Tomasz Gapiński
- Born: 8 July 1982 (age 44) Piła, Poland
- Nationality: Polish

Career history

Poland
- 1999–2003, 2017–2018, 2025: Piła
- 2004–2007: Wrocław
- 2008–2009: Częstochowa
- 2010, 2013–2015: Gorzów
- 2011–2012: Bydgoszcz
- 2016, 2023–2024: Łódź
- 2019–2022: Ostrów

Sweden
- 2004–2005: Kaparna
- 2007–2008: Hammarby
- 2009: Västervik
- 2010–2012: Valsarna
- 2013–2014: Vargarna
- 2021: Vetlanda
- 2022: Rospiggarna

Denmark
- 2010–2011: Holstebro
- 2015, 2019–2021: Region Varde

Team honours
- 1999, 2006: Team Polish Champion

= Tomasz Gapiński =

Polish speedway rider

Tomasz Gapiński (born 8 July 1982 in Piła, Poland) is an international motorcycle speedway rider.

== Career ==
Gapiński rode in the 2007 Speedway Grand Prix of Europe.

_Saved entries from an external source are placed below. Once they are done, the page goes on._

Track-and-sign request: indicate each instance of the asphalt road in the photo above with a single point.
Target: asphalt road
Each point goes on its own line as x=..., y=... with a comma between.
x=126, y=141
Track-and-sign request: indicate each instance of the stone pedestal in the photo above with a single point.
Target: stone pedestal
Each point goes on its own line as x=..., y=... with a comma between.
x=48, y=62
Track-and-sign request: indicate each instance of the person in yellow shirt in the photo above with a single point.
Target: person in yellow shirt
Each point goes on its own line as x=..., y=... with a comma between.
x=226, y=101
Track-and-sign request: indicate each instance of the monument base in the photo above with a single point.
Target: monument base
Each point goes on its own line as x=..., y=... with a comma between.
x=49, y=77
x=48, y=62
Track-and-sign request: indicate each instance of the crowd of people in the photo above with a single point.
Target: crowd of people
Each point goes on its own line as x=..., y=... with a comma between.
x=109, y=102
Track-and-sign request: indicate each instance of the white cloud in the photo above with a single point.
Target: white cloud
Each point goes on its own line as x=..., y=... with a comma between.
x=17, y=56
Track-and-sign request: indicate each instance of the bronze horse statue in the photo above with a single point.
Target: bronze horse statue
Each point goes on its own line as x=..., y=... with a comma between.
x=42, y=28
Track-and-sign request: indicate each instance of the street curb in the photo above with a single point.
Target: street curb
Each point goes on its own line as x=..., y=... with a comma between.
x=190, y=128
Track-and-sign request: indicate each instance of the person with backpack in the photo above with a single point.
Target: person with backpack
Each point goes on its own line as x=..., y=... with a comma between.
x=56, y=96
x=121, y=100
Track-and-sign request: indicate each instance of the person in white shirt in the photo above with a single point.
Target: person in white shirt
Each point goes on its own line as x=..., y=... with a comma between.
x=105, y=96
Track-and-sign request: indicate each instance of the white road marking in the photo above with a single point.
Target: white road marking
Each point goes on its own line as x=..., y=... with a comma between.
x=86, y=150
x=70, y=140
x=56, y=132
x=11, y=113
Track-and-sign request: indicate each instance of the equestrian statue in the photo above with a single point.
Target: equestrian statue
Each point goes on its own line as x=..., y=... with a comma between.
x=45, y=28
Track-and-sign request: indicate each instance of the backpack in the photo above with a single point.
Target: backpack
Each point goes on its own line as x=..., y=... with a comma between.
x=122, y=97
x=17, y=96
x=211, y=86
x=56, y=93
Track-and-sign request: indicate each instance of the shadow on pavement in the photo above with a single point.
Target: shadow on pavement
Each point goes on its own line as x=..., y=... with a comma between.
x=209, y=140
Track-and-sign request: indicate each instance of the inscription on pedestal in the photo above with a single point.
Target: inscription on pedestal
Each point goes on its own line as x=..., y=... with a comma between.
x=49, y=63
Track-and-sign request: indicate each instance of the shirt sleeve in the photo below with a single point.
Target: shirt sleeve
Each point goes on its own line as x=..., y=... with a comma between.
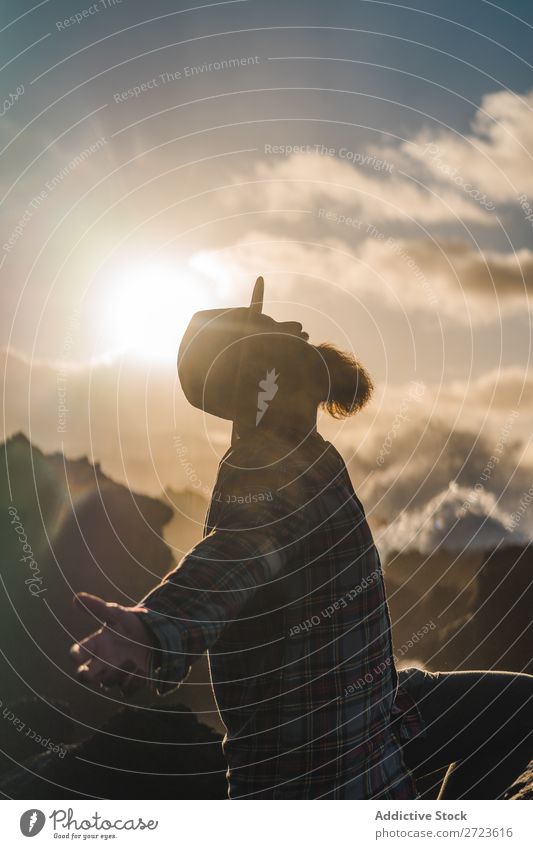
x=248, y=547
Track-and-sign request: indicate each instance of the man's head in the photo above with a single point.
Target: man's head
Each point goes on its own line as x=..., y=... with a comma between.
x=242, y=365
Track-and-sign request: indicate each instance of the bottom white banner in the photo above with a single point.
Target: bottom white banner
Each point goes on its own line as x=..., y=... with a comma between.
x=260, y=824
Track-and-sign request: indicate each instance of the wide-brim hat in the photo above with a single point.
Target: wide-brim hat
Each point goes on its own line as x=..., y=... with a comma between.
x=213, y=350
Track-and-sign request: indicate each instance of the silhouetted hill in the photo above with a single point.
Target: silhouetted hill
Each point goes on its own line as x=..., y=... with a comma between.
x=480, y=602
x=141, y=753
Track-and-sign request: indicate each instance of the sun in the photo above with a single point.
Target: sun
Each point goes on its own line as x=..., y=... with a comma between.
x=149, y=305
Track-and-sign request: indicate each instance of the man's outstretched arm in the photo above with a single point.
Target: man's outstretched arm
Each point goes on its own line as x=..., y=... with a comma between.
x=157, y=641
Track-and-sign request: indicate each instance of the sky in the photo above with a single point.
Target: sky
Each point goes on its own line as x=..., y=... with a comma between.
x=371, y=159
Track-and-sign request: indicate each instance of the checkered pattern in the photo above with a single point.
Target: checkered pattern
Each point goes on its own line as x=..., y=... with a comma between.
x=286, y=592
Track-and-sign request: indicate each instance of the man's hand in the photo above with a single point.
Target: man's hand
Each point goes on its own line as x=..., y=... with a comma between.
x=119, y=653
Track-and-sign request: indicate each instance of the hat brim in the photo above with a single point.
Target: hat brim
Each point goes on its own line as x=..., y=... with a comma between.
x=256, y=304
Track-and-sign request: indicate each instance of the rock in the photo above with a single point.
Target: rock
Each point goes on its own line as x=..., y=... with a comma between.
x=523, y=786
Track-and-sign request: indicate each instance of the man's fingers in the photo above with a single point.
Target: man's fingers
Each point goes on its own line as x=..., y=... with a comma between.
x=102, y=610
x=86, y=649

He won the Team Polish Champion titles in 1999 and 2006.

Gapiński missed most of the 2023 season following broken arm injuries.

==Results==
=== Speedway Grand Prix results ===

| Year | Position | Points | Best Finish |
|---|---|---|---|
| 2006 | - | - | 18th place in European SGP |
| 2007 | 32nd | 1 | 16th place in European SGP |

=== World Championships ===
- Individual World Championship (Speedway Grand Prix)
  - 2006 - notclassify (0 heats in European SGP)
  - 2007 - 32nd place (1 point in European SGP)
- Individual U-21 World Championship

=== European Championships ===
- Individual European Championship
  - 2005 - ITA Lonigo - 11th place (5 points)
  - 2008 - injury in before Semi-Final 3
- European Pairs Championship
  - 2004 - HUN Debrecen - Bronze medal (5 points)
- European Club Champions' Cup
  - 2007 - HUN Miskolc - Runner-up (10 points)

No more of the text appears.